University of Sydney, Australia
Title: Proteases as therapeutic targets and biomarkers in diabetes and its complications and in hepatitis C
Mark Gorrell has a PhD from Australian National University and conducted postdoctoral studies at University of Melbourne and Johns Hopkins University School of Medicine. He heads a liver disease pathogenesis, dipeptidyl peptidases and diabetes research group. He has authored 109 papers and patents, primarily on DPP4 and related proteases and on liver disease pathogenesis, is treasurer of the International Proteolysis Society and is on 3 editorial boards.

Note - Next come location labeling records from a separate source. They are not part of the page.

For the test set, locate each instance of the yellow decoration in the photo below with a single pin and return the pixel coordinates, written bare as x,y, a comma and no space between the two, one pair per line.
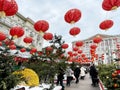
31,77
2,14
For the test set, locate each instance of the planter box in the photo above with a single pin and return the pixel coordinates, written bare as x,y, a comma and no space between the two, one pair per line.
101,86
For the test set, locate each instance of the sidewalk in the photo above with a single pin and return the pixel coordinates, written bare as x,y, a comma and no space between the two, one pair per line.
82,85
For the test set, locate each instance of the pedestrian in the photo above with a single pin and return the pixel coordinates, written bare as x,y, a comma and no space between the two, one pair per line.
82,73
60,77
77,73
94,75
69,73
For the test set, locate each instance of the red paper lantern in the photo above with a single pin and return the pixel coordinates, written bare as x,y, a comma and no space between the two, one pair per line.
8,7
64,46
48,36
2,36
93,46
109,5
79,43
97,39
75,48
72,16
28,39
12,47
41,26
23,50
16,32
106,24
74,31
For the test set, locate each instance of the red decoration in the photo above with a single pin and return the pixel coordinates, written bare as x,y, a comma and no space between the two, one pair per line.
41,26
49,48
97,39
106,24
72,16
2,36
109,5
28,39
75,48
23,50
8,7
79,43
16,32
74,31
64,46
48,36
12,47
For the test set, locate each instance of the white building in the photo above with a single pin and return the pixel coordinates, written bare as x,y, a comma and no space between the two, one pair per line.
19,20
107,47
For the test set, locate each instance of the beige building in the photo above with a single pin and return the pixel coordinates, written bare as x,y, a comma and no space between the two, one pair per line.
19,20
107,47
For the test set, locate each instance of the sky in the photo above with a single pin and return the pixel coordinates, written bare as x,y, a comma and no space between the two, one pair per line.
53,11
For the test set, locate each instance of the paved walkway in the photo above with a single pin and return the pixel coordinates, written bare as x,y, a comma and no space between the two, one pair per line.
82,85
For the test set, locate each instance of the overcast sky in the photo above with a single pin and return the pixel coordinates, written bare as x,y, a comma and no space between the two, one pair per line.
53,11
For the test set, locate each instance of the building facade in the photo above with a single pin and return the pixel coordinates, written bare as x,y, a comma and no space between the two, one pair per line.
19,20
106,49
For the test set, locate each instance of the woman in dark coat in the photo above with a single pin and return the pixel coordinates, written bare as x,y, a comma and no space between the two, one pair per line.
94,75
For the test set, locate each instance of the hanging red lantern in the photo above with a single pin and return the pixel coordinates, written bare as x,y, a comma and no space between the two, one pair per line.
72,16
41,26
28,40
106,24
75,48
64,46
93,46
109,5
8,8
97,39
79,51
16,32
79,43
2,36
74,31
49,48
23,50
12,47
48,36
33,50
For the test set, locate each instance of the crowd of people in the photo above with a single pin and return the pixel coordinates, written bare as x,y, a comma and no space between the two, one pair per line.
79,72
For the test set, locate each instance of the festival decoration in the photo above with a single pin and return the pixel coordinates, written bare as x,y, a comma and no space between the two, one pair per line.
48,36
41,26
97,39
8,8
74,31
16,32
109,5
2,36
72,16
31,76
106,24
28,40
64,46
79,43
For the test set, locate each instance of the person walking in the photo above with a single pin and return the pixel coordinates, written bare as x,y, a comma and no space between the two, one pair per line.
60,77
77,73
69,73
94,75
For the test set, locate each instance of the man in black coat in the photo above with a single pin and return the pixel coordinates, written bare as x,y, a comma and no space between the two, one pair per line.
94,75
77,73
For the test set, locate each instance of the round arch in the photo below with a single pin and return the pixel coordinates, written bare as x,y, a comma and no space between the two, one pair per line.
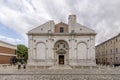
61,50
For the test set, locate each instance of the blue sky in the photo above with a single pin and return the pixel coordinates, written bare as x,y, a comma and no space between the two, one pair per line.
17,17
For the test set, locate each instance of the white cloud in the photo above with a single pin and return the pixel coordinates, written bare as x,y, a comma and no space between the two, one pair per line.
12,40
101,15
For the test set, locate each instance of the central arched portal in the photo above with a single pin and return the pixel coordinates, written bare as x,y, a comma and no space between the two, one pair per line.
61,51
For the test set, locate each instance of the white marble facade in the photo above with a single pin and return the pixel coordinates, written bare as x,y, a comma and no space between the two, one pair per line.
61,44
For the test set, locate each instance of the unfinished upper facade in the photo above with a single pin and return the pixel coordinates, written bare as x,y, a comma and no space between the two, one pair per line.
62,44
108,52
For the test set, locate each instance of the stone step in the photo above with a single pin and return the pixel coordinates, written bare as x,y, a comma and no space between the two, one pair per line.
60,67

Inhibitors of DPP4 enzyme activity are a successful new type 2 diabetes therapy. Current questions include whether DPP4 inhibition can also alleviate diabetes complications such as fatty liver (NAFLD), whether inhibiting the sister protease fibroblast activation protein (FAP) is also a diabetes (T2DM) therapy, and whether either protease may be a biomarker. FAP expression on fibroblastic cells is predominantly associated with pathological processes including fibrosis severity. FAP increases the activity of a2-antiplasmin. We found that in an obesity model, both DPP4 knockout and FAP knockout mice resist liver damage and have improved glucose tolerance. Hepatitis C virus (HCV) infection often involves elevated levels of circulating CXCL10 chemokine, particularly CXCL10 cleaved by DPP4. HCV Pts exhibited elevated circulating DPP4 and DPP4 correlated with ALT, AST, ALP, GGT, C-peptide, triglyceride, insulin, ferritin and fibrosis score. FAP correlated with LDL, glucose, BMI, cholesterol, C-peptide, insulin, albumin, bilirubin and INR. In T2DM Pts, DPP4 correlated with ALT, GGT, plasma glucose and HbA1c, and liver elastography (FibroScan) score. In NAFLD Pts, both DPP4 and FAP correlated with GGT, ALT, AST, iron and ferritin. These associations might reflect DPP4 shedding from damaged hepatocytes and FAP shedding from fibroblastic cells in liver. This work may show a new potential clinical application for measurement of serum levels of DPP4 as a prognostic, and possibly for DPP4 inhibition as a therapeutic in combatting HCV infection and alleviating other chronic liver diseases. DPP4-driven pathogenesis via IP10 degradation may apply to a broad range of diseases. Patients may benefit from DPP4 assay before prescribing a DPP4 inhibitor.